Thursday, July 31st, 2008
The Indianapolis Star ran an interesting story Sunday on the explosion in for profit hospital facilities [dead link] owned by the big local hospital chains. This raises questions in my mind. There may have been some research on the topic, so if anyone has pointers, I’d appreciate it.
Regulation of hospital facilities varies by state. Some states, such as Kentucky, require a “certificate of public necessity” from the state before new or expanded hospitals can be built. This sort of rations facilities like cab medallions. Others, such as Indiana, seem to take a laissez-faire approach, letting hospitals build where ever they want. The question is: which of these is better from a consumer standpoint? And beyond that, does one model or another help a region build a life science business.
Typically I would just reflexively say that more free markets are generally better for consumers. But in the case of medical care, with its exceptionally complex collection of players including patients, doctors, hospitals and other facilities, insurance companies, and employers, figuring out who the customer actually is and how he is affected can be difficult. It might be obvious that the patient is the customer, but if the patient isn’t footing the bill, he certainly doesn’t have the incentives of a normal consumer.

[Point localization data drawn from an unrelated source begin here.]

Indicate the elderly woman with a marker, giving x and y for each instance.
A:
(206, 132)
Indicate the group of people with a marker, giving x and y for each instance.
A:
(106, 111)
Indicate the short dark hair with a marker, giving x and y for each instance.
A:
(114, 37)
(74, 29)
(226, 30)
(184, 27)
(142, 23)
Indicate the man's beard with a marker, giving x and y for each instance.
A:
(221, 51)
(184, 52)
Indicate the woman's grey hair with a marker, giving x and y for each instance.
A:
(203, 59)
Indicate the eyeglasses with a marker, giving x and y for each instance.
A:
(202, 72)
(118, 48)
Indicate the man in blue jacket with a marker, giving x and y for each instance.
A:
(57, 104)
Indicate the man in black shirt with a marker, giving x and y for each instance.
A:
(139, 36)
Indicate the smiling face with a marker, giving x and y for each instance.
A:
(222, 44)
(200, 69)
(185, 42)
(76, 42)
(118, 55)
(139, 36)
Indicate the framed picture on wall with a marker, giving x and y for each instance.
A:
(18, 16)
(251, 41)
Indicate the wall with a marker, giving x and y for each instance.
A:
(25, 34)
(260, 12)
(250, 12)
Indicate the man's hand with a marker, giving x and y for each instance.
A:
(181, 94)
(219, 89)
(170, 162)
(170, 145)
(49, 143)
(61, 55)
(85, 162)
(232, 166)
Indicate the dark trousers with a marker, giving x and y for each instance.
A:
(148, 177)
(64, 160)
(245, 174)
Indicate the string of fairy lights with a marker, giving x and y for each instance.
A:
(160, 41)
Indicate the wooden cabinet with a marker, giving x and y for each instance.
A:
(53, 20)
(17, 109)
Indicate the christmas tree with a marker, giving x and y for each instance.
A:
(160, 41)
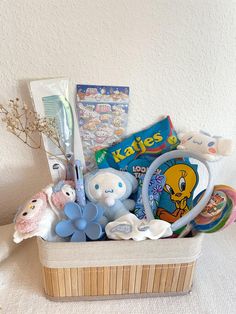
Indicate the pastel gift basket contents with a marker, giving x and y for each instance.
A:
(130, 223)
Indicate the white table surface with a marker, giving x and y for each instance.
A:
(214, 289)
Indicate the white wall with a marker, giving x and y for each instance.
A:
(177, 56)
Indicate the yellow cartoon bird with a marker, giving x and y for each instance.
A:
(180, 182)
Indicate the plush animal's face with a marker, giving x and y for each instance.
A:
(180, 182)
(106, 185)
(31, 209)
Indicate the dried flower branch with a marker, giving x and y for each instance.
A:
(29, 126)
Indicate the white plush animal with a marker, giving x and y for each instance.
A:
(211, 148)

Then there is the question I raised a while back on whether the accessibility of health care in a community is a sign of good health or poor health. It could mean people have access to better care. It could mean there are more sick and unhealthy people who need more facilities.
The one that intrigues me is the matter of the local life sciences industry. Hospitals, particularly academically affiliated ones, are often the linchpin of a local life sciences effort. Does a lightly regulated market make it easier the research/business community or harder? I don’t have the leisure to construct a study on this, and I’m sure it would be complex to model, but this might be something to look into.
I can see a couple of hypotheses to test. One is that more competition between rival hospitals leads to more rapid innovation and deployment of newer technologies first as each tries to outdo the other. The other hypothesis is that new facilities in the burbs let some hospitals skim off the highly profitable work that funds the research and specialized care at other facilities.
I was thinking about one example in particular. St. Vincent’s Hospital recently opened their own children’s hospital facility (Peyton Manning Children’s Hospital) to compete with Riley Hospital. What the impact on Riley Hospital of this? I guess time will tell.
Interestingly, the local hospitals in Indianapolis don’t appear to score that highly on prominent surveys such as the US News best hospitals report. Riley Hospital doesn’t make the top 30 chilren’s hospitals. By contrast, four children’s hospitals in Ohio are on the list, led by Cincinnati Children’s Hospital at #3 in the country. The other Clarian hospitals scored ok in some specialties, but nothing to write home about. They didn’t crack the top 10 on anything, peaking at #13 for gastrointestinal disorders. No other local hospitals are even rated, which, to be fair, isn’t surprising since you basically have to be affiliated with a medical school to make the list.
How does hospital regulation schemes help or hurt health care and/or life sciences efforts? Discussion welcome.